The Wapack Lodge
The trail’s popularity grew so quickly that in 1924 Frank Robbins and Marion Buck decided to build the Wapack Lodge to house paying guests. They found a cellar hole near where the trail crossed Turnpike Road in New Ipswich that had once been a house built in 1776, and atop it they built a one-story bungalow. It proved so popular for overnight stays that in 1936 they cut off the roof, raised it with jacks, and built a second story. With the addition, the lodge could accommodate as many as 25 overnight guests and 100 diners. In a presentation prepared in 2014, Windblown owner Al Jenks relates that Sunday dinners at the lodge “were extraordinary with fresh vegetables from her [Marion’s] garden, chickens butchered that morning, cream from the morning milking, and good cheer all around as people ate at long tables in the cavernous dining room.”

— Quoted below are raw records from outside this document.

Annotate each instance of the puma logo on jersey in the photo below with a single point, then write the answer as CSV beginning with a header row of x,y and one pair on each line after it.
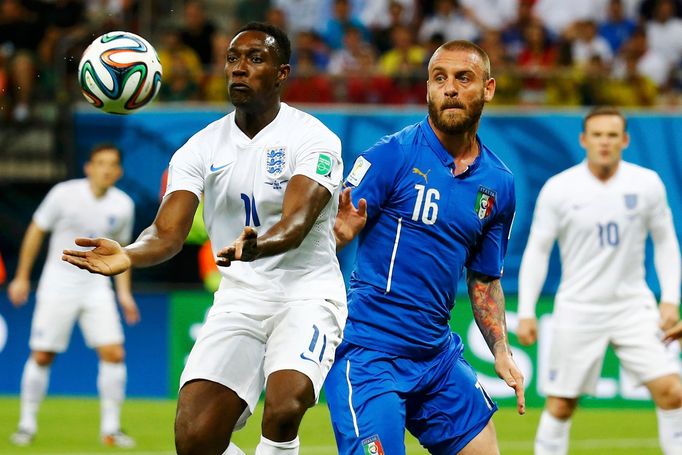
x,y
217,168
419,172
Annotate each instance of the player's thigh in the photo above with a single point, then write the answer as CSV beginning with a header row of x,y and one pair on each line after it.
x,y
99,319
638,346
304,337
54,316
367,411
455,408
229,351
485,442
576,355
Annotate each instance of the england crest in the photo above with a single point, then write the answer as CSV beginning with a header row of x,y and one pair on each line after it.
x,y
630,201
275,161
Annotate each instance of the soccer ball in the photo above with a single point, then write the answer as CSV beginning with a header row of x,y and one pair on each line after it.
x,y
119,73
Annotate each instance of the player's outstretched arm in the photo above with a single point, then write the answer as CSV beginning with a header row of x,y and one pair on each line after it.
x,y
158,243
303,202
487,303
349,220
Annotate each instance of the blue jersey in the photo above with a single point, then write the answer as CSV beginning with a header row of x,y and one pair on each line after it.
x,y
424,226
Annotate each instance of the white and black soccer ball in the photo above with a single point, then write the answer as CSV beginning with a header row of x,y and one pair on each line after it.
x,y
119,73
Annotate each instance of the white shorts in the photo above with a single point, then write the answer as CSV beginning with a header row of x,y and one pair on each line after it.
x,y
240,350
579,343
56,313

Frank Robbins and Marion Buck married in 1946, but Robbins died less than a year later. Marion later married a longtime friend Lawrence Davis, kept up her trail work and ran the lodge.
Usage of the trail was curtailed by World War II as new highways allowed hikers and skiers to travel further afield. The Wapack Lodge closed in 1958. The Davises lived there until Lawrence Davis died in 1964, when Marion sold the building and moved to a trailer across the street. She then worked as the cook at New Ipswich Central School. Many in town remember her fondly from their school days and recall the great meals she served. The building, which had been used as a private home, was struck by lightning and burned down in 1993.